Adventsgeflüster 

Ein neuer Zusammenhang

Die Adventszeit sollte meine Rettung sein. Fast jedes Wochenende habe ich einen Mietwagen und schlendere über Weihnachtsmärkte. Ich habe mich darauf gefreut, den Lichterglanz zu erleben, die Wärme des Kerzenlichts, gebundene Kränze, Weihnachtslieder. All' diese Vorfreude auf ein Fest, das für mich immer ein Ausdruck von Liebe war, egal, was die Kommerzialisierung auch angerichtet hat. 

 

Aber jeder Besuch ernüchtert mich mehr. Ja, die Lichter sind schön, aber sie können die graue Wirklichkeit, die sich dahinter zu verstecken versucht, nicht übertünchen. Besonders der Waldorfbasar ist diesmal ein Schock. Plötzlich wird mir bewußt, in was für einer Welt ich hier in Brandenburg und Berlin gelandet bin. Mir fehlen tatsächlich die religiösen Traditionen des Südens. Alles hier im Nordosten, das mit Weihnachten verbunden ist, scheint substanzlos zu sein, wie eine unbeholfene Kopie.
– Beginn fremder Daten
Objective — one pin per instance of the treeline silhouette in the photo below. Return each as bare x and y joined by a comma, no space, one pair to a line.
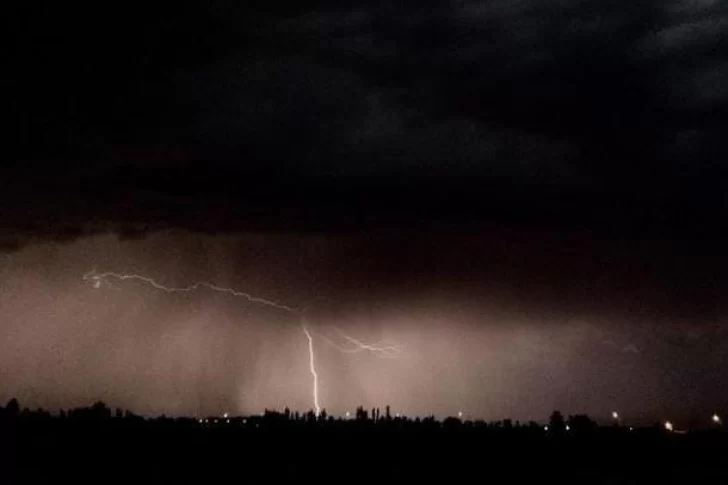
101,444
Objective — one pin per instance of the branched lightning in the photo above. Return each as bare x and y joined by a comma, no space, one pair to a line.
312,369
99,278
382,349
388,351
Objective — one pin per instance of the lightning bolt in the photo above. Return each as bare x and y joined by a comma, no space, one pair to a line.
383,349
312,369
98,279
388,351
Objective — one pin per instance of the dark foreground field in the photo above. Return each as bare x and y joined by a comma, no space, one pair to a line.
42,449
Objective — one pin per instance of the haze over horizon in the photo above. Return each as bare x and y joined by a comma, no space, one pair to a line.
529,199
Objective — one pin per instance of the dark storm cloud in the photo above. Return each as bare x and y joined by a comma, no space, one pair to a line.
280,116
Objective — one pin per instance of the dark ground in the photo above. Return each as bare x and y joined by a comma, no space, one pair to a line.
74,450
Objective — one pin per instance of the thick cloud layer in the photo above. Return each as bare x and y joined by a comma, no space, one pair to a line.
317,116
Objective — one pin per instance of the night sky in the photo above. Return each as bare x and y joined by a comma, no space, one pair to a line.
527,198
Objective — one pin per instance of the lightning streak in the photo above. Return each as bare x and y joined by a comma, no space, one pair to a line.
312,369
381,348
389,351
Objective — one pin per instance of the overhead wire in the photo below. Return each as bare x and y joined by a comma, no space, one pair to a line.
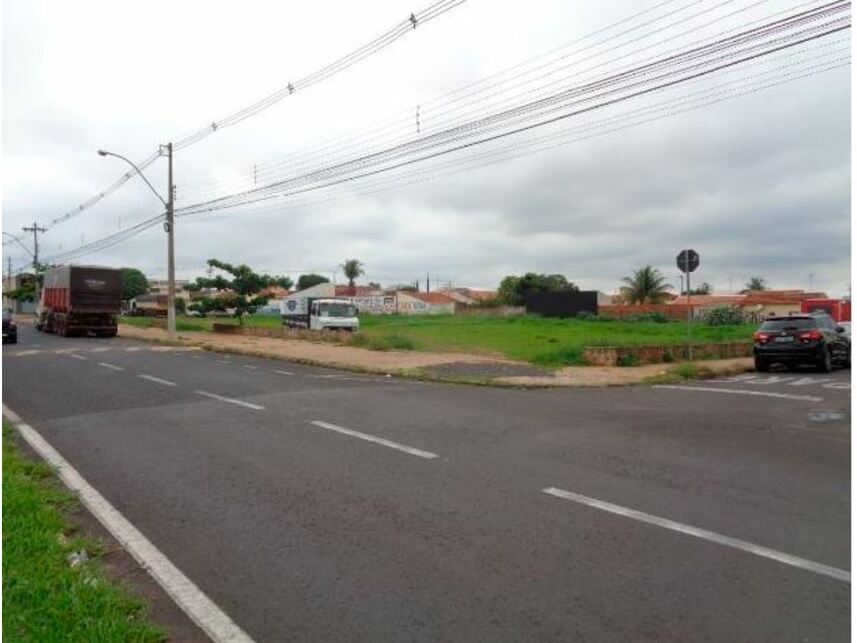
730,53
381,42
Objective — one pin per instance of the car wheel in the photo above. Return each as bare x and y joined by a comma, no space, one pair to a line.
825,365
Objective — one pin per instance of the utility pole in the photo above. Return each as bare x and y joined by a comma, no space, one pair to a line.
35,229
171,249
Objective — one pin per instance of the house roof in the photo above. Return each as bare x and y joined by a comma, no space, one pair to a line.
779,297
708,300
356,291
432,297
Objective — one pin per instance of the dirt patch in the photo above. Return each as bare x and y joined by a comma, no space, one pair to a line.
459,367
312,352
462,370
617,376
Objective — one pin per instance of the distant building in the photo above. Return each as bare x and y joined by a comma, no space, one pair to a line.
160,287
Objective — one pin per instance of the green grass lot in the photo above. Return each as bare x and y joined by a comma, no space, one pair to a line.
544,341
44,598
547,342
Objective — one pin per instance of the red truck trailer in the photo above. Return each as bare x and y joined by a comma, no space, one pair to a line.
839,309
80,300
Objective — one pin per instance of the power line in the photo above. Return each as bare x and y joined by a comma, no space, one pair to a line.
520,93
423,16
680,68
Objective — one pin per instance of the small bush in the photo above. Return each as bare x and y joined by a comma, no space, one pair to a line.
725,316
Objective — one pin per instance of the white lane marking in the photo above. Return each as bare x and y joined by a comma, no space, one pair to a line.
201,609
737,391
371,438
743,545
157,380
231,400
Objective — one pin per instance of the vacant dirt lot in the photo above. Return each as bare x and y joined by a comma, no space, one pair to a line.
440,365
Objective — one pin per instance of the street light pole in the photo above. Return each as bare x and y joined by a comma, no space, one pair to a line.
169,227
171,248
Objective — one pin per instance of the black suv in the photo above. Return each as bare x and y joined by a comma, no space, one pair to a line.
801,339
10,329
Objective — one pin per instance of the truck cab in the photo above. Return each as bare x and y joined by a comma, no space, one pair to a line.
333,314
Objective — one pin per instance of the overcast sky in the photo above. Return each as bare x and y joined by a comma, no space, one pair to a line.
758,185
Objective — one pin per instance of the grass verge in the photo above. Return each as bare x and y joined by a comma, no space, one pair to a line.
45,599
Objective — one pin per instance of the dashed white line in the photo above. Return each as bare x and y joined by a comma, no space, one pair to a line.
157,380
371,438
743,545
736,391
201,609
231,400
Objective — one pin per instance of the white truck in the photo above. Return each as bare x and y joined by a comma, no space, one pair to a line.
319,313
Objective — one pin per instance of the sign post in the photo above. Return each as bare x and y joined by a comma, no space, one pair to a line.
688,261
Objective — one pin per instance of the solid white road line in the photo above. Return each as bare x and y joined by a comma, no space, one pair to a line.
738,391
371,438
249,405
157,380
201,609
743,545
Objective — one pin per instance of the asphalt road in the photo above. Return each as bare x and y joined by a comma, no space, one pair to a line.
315,505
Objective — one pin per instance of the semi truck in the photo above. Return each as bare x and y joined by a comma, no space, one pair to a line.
319,313
78,300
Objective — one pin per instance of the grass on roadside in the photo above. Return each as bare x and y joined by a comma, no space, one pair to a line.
44,598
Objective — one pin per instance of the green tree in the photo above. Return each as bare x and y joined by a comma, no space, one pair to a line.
352,269
134,283
240,292
646,286
756,284
513,290
310,280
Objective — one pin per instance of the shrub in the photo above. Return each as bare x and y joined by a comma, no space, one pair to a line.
724,316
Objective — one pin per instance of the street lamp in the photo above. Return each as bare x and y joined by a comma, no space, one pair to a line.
169,226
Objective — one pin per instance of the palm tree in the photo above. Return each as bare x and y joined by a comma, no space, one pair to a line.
647,286
352,269
756,284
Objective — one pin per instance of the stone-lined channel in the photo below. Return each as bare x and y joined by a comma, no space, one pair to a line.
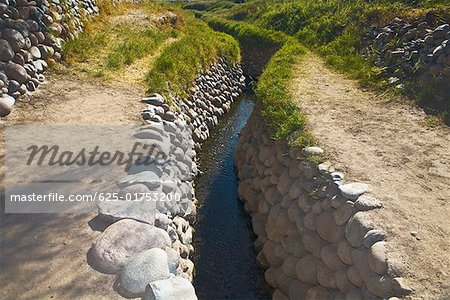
224,255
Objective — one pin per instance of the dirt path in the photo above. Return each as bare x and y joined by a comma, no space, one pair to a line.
407,164
43,256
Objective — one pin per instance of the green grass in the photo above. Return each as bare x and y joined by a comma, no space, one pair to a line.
277,101
136,45
335,29
177,66
106,47
273,87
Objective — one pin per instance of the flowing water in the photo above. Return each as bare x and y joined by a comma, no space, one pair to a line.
225,265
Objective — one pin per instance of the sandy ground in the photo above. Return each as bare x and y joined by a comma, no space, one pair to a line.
386,144
43,256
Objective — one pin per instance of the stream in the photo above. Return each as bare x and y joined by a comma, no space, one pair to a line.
225,264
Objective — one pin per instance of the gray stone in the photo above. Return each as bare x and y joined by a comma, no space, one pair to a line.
6,51
378,258
366,202
35,52
373,236
174,288
143,211
154,99
306,269
353,190
122,241
6,104
400,287
16,72
148,178
357,228
310,151
144,268
327,228
14,38
343,213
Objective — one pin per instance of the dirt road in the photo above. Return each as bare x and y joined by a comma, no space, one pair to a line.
43,256
386,144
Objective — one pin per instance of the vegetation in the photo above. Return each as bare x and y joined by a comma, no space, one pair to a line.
334,28
272,89
274,93
171,55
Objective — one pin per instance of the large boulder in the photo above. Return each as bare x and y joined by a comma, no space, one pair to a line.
143,211
170,289
122,241
144,268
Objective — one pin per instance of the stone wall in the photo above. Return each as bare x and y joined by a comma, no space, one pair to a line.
418,49
315,236
31,36
148,244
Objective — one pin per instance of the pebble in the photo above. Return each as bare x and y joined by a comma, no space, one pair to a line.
353,190
174,288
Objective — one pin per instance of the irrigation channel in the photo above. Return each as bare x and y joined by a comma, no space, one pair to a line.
225,265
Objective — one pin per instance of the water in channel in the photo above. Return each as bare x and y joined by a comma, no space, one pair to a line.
225,266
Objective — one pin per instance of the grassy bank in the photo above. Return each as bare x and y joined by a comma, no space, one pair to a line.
335,29
272,89
179,63
128,40
277,101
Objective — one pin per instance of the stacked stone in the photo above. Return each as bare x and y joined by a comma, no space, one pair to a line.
315,235
148,245
31,35
210,98
405,49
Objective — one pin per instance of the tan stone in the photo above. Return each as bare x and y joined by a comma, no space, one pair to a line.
313,244
325,276
379,286
269,253
308,221
269,276
327,228
289,265
354,294
298,290
345,252
306,269
357,228
319,293
304,203
343,213
278,295
377,258
354,277
331,259
284,182
283,281
342,282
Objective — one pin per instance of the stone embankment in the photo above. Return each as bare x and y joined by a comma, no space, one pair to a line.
315,236
148,245
31,37
411,49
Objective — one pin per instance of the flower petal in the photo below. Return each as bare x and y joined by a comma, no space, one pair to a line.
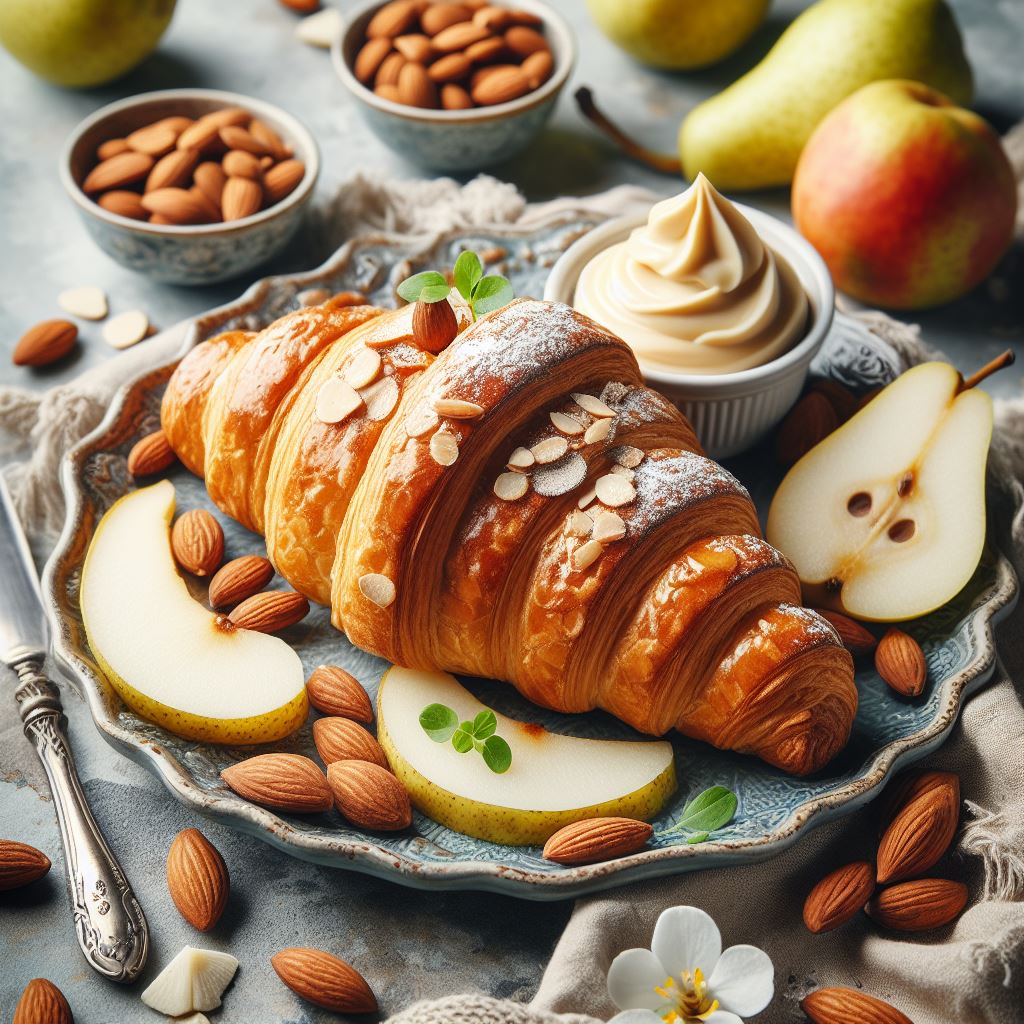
686,938
743,980
632,979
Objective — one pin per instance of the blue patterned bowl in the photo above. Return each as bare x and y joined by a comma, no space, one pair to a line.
458,140
194,254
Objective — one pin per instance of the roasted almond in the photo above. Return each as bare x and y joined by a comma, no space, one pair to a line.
20,864
198,542
370,796
197,879
900,662
325,980
847,1006
918,906
270,611
839,896
282,781
594,840
334,691
45,343
152,454
238,580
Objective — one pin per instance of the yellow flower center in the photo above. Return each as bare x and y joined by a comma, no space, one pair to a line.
687,1000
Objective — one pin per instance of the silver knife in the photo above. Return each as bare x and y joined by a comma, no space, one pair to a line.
109,921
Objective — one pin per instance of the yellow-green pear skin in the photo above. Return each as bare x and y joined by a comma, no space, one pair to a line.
751,134
678,35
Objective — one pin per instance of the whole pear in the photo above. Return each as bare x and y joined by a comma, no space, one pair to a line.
678,34
751,134
82,42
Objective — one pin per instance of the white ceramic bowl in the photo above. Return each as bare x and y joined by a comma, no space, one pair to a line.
729,412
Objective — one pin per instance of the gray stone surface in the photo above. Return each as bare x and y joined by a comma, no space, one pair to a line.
409,944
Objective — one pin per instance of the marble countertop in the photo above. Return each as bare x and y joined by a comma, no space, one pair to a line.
409,944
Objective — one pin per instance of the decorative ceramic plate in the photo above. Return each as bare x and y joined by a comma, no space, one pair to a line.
774,809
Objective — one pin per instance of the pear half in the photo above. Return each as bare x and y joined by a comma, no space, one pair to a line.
171,659
553,780
885,519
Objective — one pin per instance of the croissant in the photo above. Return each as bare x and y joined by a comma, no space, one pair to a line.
519,506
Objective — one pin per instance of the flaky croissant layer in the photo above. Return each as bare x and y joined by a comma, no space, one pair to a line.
518,506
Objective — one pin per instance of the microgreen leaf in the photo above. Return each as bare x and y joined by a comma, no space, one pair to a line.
468,270
438,722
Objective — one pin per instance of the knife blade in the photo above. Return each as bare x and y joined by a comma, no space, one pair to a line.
109,922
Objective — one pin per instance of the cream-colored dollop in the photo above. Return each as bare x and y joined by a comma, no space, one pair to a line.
695,290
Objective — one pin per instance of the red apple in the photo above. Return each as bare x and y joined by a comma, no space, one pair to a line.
909,199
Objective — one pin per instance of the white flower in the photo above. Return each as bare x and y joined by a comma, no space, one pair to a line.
685,977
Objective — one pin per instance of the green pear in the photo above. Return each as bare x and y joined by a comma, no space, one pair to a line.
751,135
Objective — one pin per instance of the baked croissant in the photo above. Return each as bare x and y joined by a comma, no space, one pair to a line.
519,506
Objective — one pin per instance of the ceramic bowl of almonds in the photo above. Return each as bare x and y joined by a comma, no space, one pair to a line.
190,186
456,85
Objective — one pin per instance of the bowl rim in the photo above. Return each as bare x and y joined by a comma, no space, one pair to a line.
564,274
564,54
296,128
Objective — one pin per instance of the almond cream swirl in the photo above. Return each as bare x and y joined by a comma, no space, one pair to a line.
695,290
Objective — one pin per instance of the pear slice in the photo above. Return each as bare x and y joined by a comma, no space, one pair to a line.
885,519
195,980
553,779
171,659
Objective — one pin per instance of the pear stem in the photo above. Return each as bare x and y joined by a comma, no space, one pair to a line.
658,161
1005,359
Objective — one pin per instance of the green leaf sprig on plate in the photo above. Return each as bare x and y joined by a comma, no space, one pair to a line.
441,724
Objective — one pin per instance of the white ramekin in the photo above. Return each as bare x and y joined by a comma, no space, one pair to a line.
729,412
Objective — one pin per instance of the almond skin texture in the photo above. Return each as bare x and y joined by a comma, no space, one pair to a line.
197,879
42,1003
198,542
45,343
282,781
270,611
919,836
370,796
918,906
20,864
336,692
597,839
847,1006
325,980
839,896
150,455
900,662
239,579
342,739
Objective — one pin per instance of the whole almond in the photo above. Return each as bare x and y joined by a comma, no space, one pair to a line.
20,864
919,835
325,980
369,796
334,691
45,343
342,739
241,198
124,169
847,1006
900,662
281,781
918,906
152,454
594,840
270,611
239,579
42,1003
197,879
839,896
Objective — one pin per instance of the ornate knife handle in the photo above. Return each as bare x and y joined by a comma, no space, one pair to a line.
109,921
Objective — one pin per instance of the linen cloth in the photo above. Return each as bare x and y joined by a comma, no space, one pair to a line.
970,971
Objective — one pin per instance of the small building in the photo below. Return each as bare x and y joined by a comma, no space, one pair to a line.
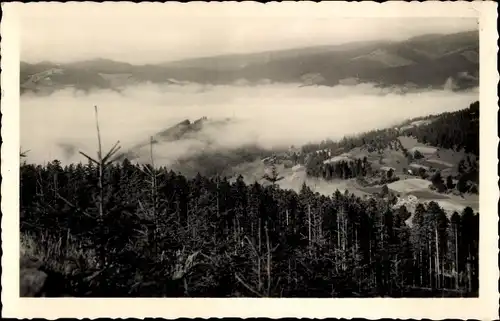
387,168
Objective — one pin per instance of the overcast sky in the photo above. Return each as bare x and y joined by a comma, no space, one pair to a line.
158,32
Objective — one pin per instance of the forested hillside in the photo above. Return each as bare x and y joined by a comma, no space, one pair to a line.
453,139
139,231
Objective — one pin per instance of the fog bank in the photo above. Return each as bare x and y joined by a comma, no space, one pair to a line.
57,126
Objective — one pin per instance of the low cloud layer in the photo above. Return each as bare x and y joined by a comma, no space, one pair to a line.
269,116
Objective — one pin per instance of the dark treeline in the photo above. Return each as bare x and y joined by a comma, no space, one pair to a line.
454,130
153,232
343,169
457,130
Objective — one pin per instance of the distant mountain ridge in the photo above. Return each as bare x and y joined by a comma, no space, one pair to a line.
428,61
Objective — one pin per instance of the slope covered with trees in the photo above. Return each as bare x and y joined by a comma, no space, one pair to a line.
455,131
131,230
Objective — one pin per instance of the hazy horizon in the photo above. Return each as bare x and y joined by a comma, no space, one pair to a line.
161,33
268,116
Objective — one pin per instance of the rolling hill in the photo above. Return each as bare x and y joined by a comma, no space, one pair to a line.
434,61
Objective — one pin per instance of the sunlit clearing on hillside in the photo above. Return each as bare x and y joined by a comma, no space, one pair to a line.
59,125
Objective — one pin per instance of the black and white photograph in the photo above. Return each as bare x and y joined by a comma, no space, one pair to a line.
172,152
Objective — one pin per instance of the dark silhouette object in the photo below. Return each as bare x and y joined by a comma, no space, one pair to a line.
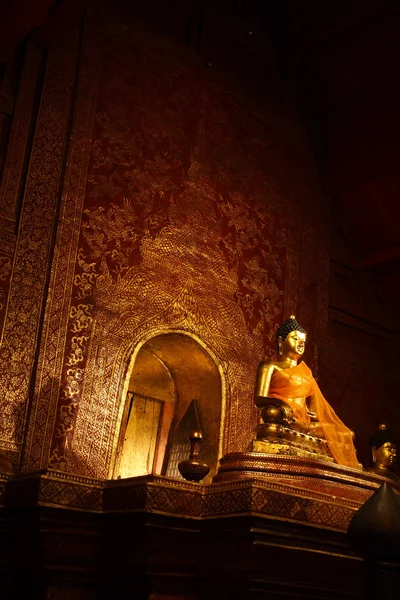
374,533
193,469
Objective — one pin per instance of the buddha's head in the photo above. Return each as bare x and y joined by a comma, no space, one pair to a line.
383,448
291,339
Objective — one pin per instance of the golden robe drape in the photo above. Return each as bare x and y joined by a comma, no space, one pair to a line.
294,386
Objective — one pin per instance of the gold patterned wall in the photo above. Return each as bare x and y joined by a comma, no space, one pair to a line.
181,210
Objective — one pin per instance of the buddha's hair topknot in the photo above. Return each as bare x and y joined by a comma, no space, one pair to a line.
291,324
381,436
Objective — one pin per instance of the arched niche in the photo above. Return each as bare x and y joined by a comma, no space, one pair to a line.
174,386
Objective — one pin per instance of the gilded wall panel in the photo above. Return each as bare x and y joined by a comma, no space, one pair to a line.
28,277
57,315
176,220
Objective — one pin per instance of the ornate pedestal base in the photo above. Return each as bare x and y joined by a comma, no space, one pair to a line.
288,442
315,476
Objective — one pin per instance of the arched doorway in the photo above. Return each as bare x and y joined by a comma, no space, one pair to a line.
175,387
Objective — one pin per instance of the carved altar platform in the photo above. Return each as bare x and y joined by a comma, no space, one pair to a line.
315,476
254,533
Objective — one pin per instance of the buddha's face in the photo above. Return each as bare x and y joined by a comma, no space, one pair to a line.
294,345
385,455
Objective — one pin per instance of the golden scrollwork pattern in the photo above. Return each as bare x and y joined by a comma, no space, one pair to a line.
172,225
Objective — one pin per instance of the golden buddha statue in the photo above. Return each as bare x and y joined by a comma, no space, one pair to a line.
384,453
293,410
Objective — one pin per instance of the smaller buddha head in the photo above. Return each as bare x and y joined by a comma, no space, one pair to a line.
291,339
383,448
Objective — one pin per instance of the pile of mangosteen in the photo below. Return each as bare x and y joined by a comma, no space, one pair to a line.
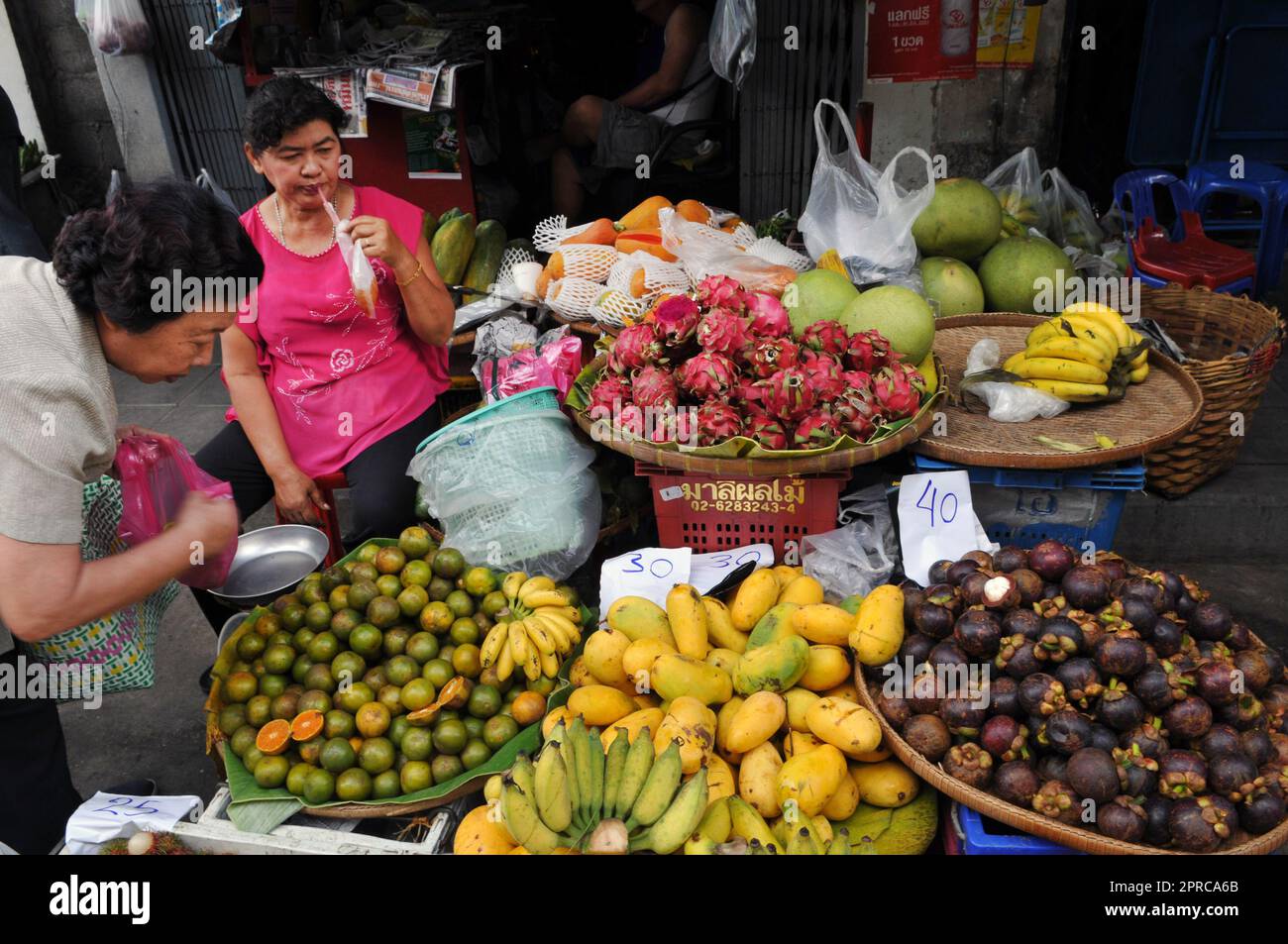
1103,682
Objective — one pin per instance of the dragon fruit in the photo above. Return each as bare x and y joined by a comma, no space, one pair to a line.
898,389
610,389
824,374
768,316
825,336
720,291
816,428
653,387
867,351
707,374
717,421
789,394
771,355
768,430
636,347
722,331
677,318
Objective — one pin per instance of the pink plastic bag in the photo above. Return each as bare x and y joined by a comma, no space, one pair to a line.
156,475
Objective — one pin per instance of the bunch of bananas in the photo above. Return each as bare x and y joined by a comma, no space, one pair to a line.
1085,355
579,796
535,633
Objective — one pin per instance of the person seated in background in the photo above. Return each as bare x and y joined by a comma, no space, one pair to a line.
678,84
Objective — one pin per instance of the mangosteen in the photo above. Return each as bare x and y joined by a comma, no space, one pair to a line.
1181,773
1051,561
1124,819
1017,782
962,716
1068,732
1119,707
970,764
978,633
1081,681
1010,558
1146,737
1201,824
1005,738
1257,746
1233,776
1261,811
927,736
939,571
1041,694
932,620
1057,801
1093,773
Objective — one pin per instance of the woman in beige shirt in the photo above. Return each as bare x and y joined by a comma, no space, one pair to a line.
106,299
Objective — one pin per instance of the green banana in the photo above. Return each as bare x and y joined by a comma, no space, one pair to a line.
658,789
639,762
613,765
552,789
681,818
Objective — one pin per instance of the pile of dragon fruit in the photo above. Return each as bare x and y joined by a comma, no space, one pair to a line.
724,364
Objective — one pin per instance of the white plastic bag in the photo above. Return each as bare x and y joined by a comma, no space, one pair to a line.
733,39
866,217
862,553
1006,402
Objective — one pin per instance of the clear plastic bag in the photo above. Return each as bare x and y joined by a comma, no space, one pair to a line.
1006,402
733,39
866,217
1018,184
156,475
861,554
1067,214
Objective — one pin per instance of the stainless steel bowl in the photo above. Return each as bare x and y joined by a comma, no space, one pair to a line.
269,562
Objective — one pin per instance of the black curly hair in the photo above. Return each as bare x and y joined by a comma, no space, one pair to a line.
282,104
108,259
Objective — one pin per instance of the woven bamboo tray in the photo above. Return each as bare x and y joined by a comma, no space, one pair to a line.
1151,415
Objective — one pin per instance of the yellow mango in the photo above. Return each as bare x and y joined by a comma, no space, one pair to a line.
600,706
688,620
755,596
640,618
675,674
720,629
823,623
879,626
828,666
810,780
758,720
758,780
848,726
603,655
Diese systematische Ausmerzung des Christentums in vierzig Jahren DDR hat seine Spuren hinterlassen. Ein Land ohne echten Glauben. Egal, was man über diesen auch denken mag.

 

Ganz klar wird mir das nach einem Besuch am Bodensee. Überlingen ist so schön, heimelig und warm, das ich vollkommen begeistert durch die Gassen laufe und endlos lange in der Kirche stehe. Ich kann mich kaum losreißen und verstehe doch erst hinterher, was hier wirklich geschehen ist. 

 

Ich habe die Kehrseite der Medaillie nicht vergessen. Die Enge der Gedanken, die Heuchelei und die Scheinheiligkeit, die niederdrückenden Predigten. Alles das habe ich am Bodensee zu Genüge erlebt. Aber jetzt, gerade jetzt, im Advent, erlebe ich zum ersten Mal die Schätze eines Glaubens. Ich fühle ein gewachsenes Ganzes, das Sinn macht. Bei dem alles zusammenpasst. 

 

Kommerzialisierung gibt es hier unten genauso, keine Frage, aber sie ist hübsch verpackt. So hübsch, das ich die Wärme und den Sinn, die darunterliegen, nicht vergessen kann. Im Osten dagegen schaut sie mir kühl und direkt ins Gesicht und versucht nur mühsam, aus gekauften Geschenken eine neue Wärme zu zaubern. Es gelingt nicht.

 

In diesem Jahr bleibe ich bei mir - von der Wintersonnenwende bis zu Weihnachten. Ich beobachte, um zu verstehen. Ich lasse mir den Raum zum Fühlen und zum Knüpfen neuer Zusammenhänge. Und selbst als ich die Silvestergruppe leite, bleibe ich auf einer Art Abstand. Ich möchte hinter die Kulissen schauen. Ich möchte die Sehnsüchte der Menschen spüren, ihre wirklichen Wünsche, die mit all' diesen Feiertagen verwoben sind. Um daraus etwas Neues entstehen zu lassen.